How cassava can fight climate change
04 December 2015
Like many in farming communities in western Uganda, 64-year-old Benedict Rwakabale is worried about the effects of climate change. So Benedict is making his own contribution towards saving trees by creating environmentally friendly fuel from his cassava plants.
Benedict has already noticed the effects of climate change on his crop production, and believes that cutting back on the use of charcoal and firewood is essential. “We are now facing El Niño rains for example, and the waters are destroying a lot of crops out here,” he says. “By polluting our environment, future generations are likely to face harsh consequences.”

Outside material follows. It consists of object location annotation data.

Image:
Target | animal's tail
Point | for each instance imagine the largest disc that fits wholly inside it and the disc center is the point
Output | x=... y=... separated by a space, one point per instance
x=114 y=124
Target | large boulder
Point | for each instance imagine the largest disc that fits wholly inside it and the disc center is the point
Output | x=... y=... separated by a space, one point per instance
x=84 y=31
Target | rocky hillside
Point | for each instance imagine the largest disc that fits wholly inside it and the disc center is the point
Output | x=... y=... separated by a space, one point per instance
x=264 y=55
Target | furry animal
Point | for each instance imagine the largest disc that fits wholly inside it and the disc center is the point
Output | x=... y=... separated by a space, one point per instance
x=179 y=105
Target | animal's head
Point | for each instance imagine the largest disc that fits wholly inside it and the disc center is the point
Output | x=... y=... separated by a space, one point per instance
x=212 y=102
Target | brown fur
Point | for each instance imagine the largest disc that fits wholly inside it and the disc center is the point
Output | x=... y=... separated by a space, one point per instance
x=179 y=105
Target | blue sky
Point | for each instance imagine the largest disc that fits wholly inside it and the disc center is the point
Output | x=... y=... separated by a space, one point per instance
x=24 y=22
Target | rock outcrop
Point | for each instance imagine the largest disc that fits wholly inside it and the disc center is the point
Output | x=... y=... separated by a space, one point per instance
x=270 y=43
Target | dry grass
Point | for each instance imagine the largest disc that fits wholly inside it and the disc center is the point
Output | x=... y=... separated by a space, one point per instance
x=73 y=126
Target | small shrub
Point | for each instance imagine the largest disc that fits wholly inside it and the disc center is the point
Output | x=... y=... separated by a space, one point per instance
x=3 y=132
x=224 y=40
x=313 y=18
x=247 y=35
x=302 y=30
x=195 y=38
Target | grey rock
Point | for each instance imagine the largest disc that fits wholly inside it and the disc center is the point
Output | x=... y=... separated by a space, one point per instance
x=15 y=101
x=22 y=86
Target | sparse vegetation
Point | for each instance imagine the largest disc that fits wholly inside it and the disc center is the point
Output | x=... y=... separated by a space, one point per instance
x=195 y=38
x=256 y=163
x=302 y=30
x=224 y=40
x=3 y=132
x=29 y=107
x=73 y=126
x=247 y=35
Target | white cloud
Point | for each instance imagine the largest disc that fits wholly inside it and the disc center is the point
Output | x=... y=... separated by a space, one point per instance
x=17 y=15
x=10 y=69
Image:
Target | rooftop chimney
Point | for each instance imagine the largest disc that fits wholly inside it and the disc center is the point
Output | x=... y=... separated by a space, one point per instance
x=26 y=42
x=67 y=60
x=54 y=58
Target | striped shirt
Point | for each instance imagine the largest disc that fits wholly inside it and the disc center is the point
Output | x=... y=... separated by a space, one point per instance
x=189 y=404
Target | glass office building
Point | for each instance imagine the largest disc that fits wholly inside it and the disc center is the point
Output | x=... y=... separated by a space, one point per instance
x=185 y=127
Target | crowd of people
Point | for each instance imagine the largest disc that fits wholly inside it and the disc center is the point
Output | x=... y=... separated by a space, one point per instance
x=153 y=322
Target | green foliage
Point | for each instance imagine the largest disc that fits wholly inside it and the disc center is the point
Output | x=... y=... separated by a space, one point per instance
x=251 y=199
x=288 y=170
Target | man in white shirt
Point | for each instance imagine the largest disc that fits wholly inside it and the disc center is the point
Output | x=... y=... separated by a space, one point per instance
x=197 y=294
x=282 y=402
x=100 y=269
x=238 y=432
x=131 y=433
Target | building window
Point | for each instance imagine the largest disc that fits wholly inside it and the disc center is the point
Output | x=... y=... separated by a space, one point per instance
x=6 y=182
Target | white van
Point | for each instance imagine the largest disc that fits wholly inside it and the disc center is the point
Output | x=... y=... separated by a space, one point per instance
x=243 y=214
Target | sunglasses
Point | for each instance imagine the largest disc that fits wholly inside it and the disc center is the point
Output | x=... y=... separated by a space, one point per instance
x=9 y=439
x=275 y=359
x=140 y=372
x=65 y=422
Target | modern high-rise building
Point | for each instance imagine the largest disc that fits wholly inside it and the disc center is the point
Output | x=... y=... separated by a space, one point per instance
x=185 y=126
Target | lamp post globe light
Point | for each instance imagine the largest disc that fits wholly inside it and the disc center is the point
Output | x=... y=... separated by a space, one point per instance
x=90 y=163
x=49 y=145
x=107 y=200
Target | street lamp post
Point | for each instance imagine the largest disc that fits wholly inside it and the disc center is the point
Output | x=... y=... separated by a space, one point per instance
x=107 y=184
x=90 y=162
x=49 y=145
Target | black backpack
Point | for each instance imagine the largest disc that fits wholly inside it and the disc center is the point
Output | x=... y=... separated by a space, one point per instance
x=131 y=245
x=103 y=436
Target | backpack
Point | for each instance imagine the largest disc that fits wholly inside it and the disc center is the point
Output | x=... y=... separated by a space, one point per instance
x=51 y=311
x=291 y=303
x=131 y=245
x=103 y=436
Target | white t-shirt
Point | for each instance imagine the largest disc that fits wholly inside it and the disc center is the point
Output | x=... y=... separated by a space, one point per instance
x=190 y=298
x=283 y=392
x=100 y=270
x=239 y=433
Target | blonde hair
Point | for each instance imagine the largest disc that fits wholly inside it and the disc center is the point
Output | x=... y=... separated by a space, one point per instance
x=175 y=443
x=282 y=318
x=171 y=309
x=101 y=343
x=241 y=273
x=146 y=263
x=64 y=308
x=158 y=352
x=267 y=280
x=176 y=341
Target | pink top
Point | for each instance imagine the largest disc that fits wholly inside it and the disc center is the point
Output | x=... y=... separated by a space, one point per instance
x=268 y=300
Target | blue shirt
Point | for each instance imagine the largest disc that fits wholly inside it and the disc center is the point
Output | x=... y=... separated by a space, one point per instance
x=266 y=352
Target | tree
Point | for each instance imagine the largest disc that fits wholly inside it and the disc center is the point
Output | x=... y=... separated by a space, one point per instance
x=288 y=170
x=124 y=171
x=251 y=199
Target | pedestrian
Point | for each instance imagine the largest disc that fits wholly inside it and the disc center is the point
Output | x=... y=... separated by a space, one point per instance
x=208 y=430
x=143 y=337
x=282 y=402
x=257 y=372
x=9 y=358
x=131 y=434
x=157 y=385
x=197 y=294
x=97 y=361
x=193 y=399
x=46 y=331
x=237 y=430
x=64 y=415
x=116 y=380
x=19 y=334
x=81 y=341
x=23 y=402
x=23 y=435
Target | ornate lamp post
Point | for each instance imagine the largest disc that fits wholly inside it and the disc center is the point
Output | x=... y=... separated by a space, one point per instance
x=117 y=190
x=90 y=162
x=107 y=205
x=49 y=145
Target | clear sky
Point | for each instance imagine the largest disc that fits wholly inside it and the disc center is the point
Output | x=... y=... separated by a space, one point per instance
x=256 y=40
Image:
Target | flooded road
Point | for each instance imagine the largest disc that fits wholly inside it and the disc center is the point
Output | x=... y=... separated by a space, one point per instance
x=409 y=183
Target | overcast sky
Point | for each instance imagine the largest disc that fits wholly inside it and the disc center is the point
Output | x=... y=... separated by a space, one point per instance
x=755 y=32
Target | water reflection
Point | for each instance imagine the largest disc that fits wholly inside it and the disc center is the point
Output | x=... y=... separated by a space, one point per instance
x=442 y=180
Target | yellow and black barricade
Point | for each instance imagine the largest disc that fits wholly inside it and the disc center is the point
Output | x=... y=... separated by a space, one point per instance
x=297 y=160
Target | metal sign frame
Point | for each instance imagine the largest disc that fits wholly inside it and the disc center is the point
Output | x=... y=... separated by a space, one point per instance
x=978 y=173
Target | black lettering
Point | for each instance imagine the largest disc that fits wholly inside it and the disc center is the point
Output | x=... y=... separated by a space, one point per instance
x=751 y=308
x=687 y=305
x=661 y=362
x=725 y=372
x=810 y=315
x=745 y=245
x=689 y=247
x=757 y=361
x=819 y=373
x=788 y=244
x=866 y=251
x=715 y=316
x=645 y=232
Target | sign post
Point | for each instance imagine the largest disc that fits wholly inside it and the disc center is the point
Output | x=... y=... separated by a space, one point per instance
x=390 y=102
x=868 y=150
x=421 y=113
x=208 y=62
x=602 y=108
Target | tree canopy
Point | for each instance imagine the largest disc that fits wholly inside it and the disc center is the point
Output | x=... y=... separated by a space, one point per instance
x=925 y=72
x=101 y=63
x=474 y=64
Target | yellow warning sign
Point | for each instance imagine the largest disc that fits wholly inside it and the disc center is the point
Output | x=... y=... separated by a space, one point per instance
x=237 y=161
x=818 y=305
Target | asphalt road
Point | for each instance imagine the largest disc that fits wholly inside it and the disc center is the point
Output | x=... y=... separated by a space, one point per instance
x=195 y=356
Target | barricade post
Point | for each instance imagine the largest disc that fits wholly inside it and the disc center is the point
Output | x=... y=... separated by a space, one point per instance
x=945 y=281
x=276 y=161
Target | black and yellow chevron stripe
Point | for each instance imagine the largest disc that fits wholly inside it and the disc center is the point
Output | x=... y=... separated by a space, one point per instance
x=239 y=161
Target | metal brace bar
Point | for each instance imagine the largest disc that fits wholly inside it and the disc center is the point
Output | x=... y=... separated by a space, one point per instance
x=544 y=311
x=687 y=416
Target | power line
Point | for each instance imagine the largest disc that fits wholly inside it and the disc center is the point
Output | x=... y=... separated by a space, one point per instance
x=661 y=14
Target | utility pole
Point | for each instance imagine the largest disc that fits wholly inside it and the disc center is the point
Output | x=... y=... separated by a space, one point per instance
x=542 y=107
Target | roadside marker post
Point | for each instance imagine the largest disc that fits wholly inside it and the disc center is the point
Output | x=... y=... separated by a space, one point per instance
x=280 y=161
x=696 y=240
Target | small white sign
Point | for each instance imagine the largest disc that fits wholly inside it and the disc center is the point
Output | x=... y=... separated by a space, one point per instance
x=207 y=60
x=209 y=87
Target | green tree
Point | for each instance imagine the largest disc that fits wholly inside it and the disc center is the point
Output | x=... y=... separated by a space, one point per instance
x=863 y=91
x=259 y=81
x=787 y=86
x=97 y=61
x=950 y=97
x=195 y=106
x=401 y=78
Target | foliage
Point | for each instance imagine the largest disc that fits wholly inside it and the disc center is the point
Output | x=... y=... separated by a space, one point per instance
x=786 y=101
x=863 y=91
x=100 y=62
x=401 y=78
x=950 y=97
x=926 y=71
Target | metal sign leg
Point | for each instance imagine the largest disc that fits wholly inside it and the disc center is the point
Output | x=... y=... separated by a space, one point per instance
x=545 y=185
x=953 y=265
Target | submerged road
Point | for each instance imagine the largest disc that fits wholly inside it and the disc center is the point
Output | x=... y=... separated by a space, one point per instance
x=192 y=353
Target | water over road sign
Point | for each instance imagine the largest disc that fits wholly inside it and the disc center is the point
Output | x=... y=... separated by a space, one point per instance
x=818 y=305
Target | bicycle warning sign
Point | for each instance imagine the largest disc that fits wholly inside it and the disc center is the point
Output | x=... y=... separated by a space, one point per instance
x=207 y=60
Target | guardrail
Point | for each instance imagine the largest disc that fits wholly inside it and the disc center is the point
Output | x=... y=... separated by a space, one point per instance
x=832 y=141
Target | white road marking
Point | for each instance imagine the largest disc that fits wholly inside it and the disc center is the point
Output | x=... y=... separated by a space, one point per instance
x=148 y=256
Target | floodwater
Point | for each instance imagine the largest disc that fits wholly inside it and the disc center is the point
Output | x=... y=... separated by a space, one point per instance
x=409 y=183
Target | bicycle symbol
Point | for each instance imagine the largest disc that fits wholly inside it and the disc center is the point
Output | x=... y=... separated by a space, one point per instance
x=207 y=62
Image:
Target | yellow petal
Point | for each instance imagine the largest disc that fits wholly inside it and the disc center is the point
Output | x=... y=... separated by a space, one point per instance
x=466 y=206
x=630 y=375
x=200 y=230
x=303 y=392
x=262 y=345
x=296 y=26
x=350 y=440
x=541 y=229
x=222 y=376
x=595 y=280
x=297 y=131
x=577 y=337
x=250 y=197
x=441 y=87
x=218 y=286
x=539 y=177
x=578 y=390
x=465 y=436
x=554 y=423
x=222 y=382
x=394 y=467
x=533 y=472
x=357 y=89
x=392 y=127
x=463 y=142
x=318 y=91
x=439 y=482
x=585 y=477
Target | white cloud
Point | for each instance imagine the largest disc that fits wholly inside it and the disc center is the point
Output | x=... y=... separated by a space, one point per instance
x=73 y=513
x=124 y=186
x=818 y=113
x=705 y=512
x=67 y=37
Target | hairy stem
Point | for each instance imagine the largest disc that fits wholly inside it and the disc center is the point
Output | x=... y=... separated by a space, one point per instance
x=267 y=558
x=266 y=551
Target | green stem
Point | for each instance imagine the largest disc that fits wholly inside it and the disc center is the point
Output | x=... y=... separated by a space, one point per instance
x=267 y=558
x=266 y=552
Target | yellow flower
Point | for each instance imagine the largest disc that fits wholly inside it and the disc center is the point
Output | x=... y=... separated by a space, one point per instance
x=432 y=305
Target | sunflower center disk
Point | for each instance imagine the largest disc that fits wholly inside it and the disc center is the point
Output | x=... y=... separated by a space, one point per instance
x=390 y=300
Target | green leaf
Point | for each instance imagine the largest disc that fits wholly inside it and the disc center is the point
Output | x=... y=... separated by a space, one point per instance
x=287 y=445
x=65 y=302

On his farm near Fort Portal Town, Benedict grows three acres of cassava, a staple food for his family, as well as bananas and local vegetables. Through training from Farm Africa and PRICON, a company helping farmers access better markets, Benedict has been improving the quality of his cassava and drying it to sell to millers. PRICON-led training sessions also helped him to develop his new, innovative source of fuel.
Benedict uses his dried cassava peelings to create fuel briquettes which he and his family use to cook. Drying out the cassava isn’t easy, but Benedict wants to go the extra mile to protect the environment and keep his family healthy. The briquettes don’t emit smoke, burn for much longer than charcoal and are cheaper to make. And as households can easily switch from wood to cassava briquettes, local uptake has been good - Benedict has now invested in a kiln in order to produce briquettes at home in bulk so that he can sell the surplus. Selling briquettes to locals means extra income for Benedict and his family, and cuts everyone’s energy costs.
Together, Benedict’s community are doing their bit to save the environment. “We are fighting climate change one briquette at a time,” says the local farmer.